Bir otuz yıl daha geçse

Haberin Devamı

Bir hafta sonra, o günün otuzuncu yılı dolacak. O gün ordu, emir komuta zinciri içinde yönetime el koydu. Ülkenin dört bir yanında hüküm süren kan dökülmesi, kışkırtmalar, cinayetler, faili meçhuller bir anda durdu. Hepsi o anı bekliyormuş gibiydiler. Genelkurmay Başkanı Kenan Evren, o günün titrek siyah beyaz, zor seçilir ekranında göründüğü andan itibaren hep birlikte durdular.

***


1980-1983 arası ülkemizin en kara dönemidir, öyle kalacaktır. Bugün, önlerinde iddianame dururken “neyle suçlandığımı bilmiyorum” diyenlerin arasında o günlerden kalma bazı gölgeler de seçiliyor. Polisler işkence ederken onlara “nezaret eden” asker kişilerin, dayak emri verip duran asker kişilerin gölgelerini bugünkü Ergenekon soruşturmalarını dikkatle izleyenler seçebilirler.

***


12 Eylül’ün ruhunun ne olduğunu, başındaki şahıs, o zaman “asmayalım da besleyelim mi” sözüyle, yıllar sonra da “eşitlik olsun diye iki sağdan iki soldan astık” sözüyle pek veciz bir şekilde anlattı.

Bir daha 12 Eylüller olsun istemiyorsak, o günlerde neler olduğunu sürekli hatırlamak ve gelecek kuşaklara öğretmek zorundayız.

Zorundayız çünkü hâlâ o günlerde yapılanları haklı göstermeye çalışanlar var.

Zorundayız çünkü hâlâ o günlere benzer günler yaşatmak için plan program yapanlar var.

Zorundayız çünkü o günleri yaşamış olanlar arasında bile hâlâ ders çıkarmamış olanlar, kendisine ezberletilmiş “bizimkiler-düşmanlar” basitliğinin üzerinden dünyayı anlamaya çalışanlar var.

***


12 Eylül 1980 gününden itibaren Türkiye’de neler oldu? Öğrenmek ya da hatırlamak isteyenler için:

* “Otuz Yıldır 12 Eylül, Yaşayanlar Anlatıyor” Hazırlayan: Haşim Akman, Doğan Kitap.

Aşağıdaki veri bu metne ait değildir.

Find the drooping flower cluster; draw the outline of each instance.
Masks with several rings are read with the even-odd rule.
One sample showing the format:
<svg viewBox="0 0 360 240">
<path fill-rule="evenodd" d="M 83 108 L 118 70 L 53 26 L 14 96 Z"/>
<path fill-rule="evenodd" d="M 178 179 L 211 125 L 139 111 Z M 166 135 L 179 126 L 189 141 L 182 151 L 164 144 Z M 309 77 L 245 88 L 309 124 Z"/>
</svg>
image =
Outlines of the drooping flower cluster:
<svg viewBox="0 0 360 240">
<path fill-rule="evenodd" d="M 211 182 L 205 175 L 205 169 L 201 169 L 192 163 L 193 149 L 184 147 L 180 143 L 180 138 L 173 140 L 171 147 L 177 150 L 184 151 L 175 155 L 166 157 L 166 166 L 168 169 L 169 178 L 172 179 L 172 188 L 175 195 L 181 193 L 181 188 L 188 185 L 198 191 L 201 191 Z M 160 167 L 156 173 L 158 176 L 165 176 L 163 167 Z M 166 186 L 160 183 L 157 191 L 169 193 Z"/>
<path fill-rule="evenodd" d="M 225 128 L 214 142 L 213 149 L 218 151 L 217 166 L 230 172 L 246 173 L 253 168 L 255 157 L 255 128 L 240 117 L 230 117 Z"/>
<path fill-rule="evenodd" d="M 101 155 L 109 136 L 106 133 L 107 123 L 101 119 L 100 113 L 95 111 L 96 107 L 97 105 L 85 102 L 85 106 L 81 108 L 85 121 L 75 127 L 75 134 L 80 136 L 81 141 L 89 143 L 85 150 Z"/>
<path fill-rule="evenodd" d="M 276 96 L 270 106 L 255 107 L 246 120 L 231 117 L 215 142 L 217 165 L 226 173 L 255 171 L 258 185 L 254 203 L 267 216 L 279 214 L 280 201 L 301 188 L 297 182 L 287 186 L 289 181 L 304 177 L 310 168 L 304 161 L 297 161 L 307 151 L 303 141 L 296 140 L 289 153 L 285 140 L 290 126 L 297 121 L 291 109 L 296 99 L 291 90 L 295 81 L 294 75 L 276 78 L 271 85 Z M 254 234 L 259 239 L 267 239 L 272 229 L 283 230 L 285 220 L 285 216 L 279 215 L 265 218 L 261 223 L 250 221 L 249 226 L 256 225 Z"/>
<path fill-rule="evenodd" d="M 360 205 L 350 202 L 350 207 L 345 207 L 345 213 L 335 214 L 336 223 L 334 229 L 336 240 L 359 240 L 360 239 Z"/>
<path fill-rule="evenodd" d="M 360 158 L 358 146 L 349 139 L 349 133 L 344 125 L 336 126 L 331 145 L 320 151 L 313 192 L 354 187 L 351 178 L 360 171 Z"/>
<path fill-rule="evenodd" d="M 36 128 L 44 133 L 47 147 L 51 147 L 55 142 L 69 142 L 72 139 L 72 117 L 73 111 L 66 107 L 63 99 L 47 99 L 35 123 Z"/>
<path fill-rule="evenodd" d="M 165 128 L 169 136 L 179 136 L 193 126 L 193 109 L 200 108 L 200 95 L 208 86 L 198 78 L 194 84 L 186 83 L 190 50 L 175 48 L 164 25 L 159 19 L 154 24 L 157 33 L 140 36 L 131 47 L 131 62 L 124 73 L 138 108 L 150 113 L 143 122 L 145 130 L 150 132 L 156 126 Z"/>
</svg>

Kenan Evren’in “asmayalım da besleyelim mi” sözünün nasıl uygulandığını öğrenmek ya da hatırlamak isteyenler için:

* “12 Eylül Karanlığında Dört İdam Bir Tanık” Akın Bodur, Doğan Kitap.

Sadece 12 Eylül’de değil, 27 Mayıs 1960 ve 12 Mart 1971 müdahalelerinde demokrasi ayıbı işleyenleri öğrenmek, bugün aydın namusunun ne olduğunu görebilmek isteyenler için:

* “Darbeli Kalemler, Askeri Müdahalelerin İlk Haftasında Yazılan Köşe Yazılarından Seçmeler” Derleyen: Mine Söğüt, Getto yayın.

12 Eylül döneminde Güneydoğu’da neler olduğunu, meşhur Diyarbakır Askeri Cezaevi’nde neler yaşandığını öğrenmek ve hatırlamak isteyenler için de:

* “Kürtler” Hasan Cemal, Doğan Kitap.

***


Otuz yıl sonra 12 Eylül’de, Anayasa’nın 12 Eylül darbecilerini, işkencecilerini koruyan maddesinin kalkması mümkün olursa, o dönemin bütün uygulamalarının; işkencelerin, kanunsuz idamların, haksız gözaltıların, İlhan Erdost’un dövülmesi emrini verenlerin; çocuklara bile işkence edenlerin, “Aleviler cami bombaladı” diye dolaşan “kamu” görevlilerinin, işkencelere nezaret eden asker kişilerin, en başta da her şeyin başında bulunmuş olan şahıs olmak üzere, yargı önüne çıkmasını sağlamak bütün savcıların ve yargıçların acil görevi olacaktır. Bir daha 12 Eylül gibi karanlıklarda yaşamak, çocuklarımızı da yaşatmak istemiyorsak.